Gugure! is one of those rare anime comedies which has an almost impeccable grasp of timing, using pauses in dialogue or character reactions to build the comedic effect. At times, the series feels a little bit like Barakamon‘s impish, and certainly odd, younger brother. We have an older male protagonist–who thinks highly of himself–meeting up with an elementary-aged girl in order to protect her and pass on his philosophy. Of course, much like in Barakamon, said little girl proves to be just as influential on her “sensei” as he is on her, if not more so. Gugure! is a sillier and less triumphant Barakamon, if 90’s Tim Burton had directed it.
This series plays out in usual shounen fashion, with a central passion that our main characters give themselves over to. Unique to Tribe Cool Crew, is the relative sweetness of the show, which isn’t beat over our heads but instead plays out quietly. Our protagonists are in such awe of each others’ talents, that even “dance offs” feel cordial and built on a ground of equal respect. There’s nothing wrong with the antagonizing which happens in shows like Pokemon or Bleach, but this function of Tribe definitely helps to set it apart from the rest of the pack. The series also portrays the art of dancing as fun and amusing, without subtracting from the importance which the main characters have attributed to the form of expression.

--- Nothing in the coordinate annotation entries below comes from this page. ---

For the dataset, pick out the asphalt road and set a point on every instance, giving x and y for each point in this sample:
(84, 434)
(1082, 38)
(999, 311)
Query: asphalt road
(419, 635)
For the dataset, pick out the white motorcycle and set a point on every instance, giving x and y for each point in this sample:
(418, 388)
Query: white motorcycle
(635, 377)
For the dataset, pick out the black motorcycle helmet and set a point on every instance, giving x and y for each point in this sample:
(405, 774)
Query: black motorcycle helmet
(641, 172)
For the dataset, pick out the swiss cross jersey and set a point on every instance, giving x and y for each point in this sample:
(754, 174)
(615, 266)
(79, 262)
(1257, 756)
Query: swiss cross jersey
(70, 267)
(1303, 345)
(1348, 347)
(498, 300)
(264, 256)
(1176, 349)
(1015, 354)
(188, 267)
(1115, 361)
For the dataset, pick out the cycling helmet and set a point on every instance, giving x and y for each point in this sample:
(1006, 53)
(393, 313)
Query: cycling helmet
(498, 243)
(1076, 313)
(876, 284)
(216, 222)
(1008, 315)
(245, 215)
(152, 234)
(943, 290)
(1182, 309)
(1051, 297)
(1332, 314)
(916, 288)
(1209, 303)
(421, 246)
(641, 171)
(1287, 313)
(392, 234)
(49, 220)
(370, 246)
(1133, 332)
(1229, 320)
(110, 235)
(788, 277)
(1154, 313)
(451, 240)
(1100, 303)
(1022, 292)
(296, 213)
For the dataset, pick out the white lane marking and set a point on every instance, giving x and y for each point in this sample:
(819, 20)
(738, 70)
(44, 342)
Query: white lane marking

I can’t abide by the CGI animated dance scenes–which look out of place, next to classically animated shots–but Tribe Cool Crew is a winner, otherwise.
Fate/Stay Night keeps up a tradition this season of having outstanding animation but a mediocre story. Perhaps if I was a big fan of the franchise or the original visual novels, this new iteration would be right up my alley, but as it stands, I just marveled at the artwork for the 44 minute duration of the pilot. I won’t be reviewing this one–once again, plenty of coverage–but Fate/Stay Night has at least redefined the way I view the franchise at large, after the criminally bad Fate/kaleid liner blah blah 2wei!. Fate/Stay Night doesn’t involve 8-year olds making out with one another, so it gets the patented Thin Black Line stamp of approval.
Reconguista‘s biggest problem is its incoherence, or at least a disinterest on the part of the writers/director to fill in those of us not familiar with the Gundam universe. That being said, the throwback art style–which feels straight out of the 70’s, but in high definition–is magnificent, and I love the designs of the mechs. As a fan of mecha series, it looks like I’m down to this, GBF Try or Cross Ange this season, and the combination of the nostalgic animation and the action direction here, puts Reconguista on top.
Shigatsu is an extremely pretty series–kudos to A-1 Pictures for that–but it ultimately feels hollow. Even as a fan of anime about musicians, I’d probably only stick with this show for the artwork. Otherwise, the characters are dull and don’t seem to move the story along at the right pace. Still, there’s potential here, so getting on board now could pay off if you have the patience.
Having only caught an episode of the first season of GBF, I found this second season to be readily accessible. We get a quick idea of where each character stands and then we’re thrust into the action. Even though this series is more of a commercial for Gunpla–Gundam plastic models–than anything before it, the show still has a way of reaching beyond that simple goal and contains a level of action-packed gravitas. Were I to be following more shows this season, GBF Try would be on my list.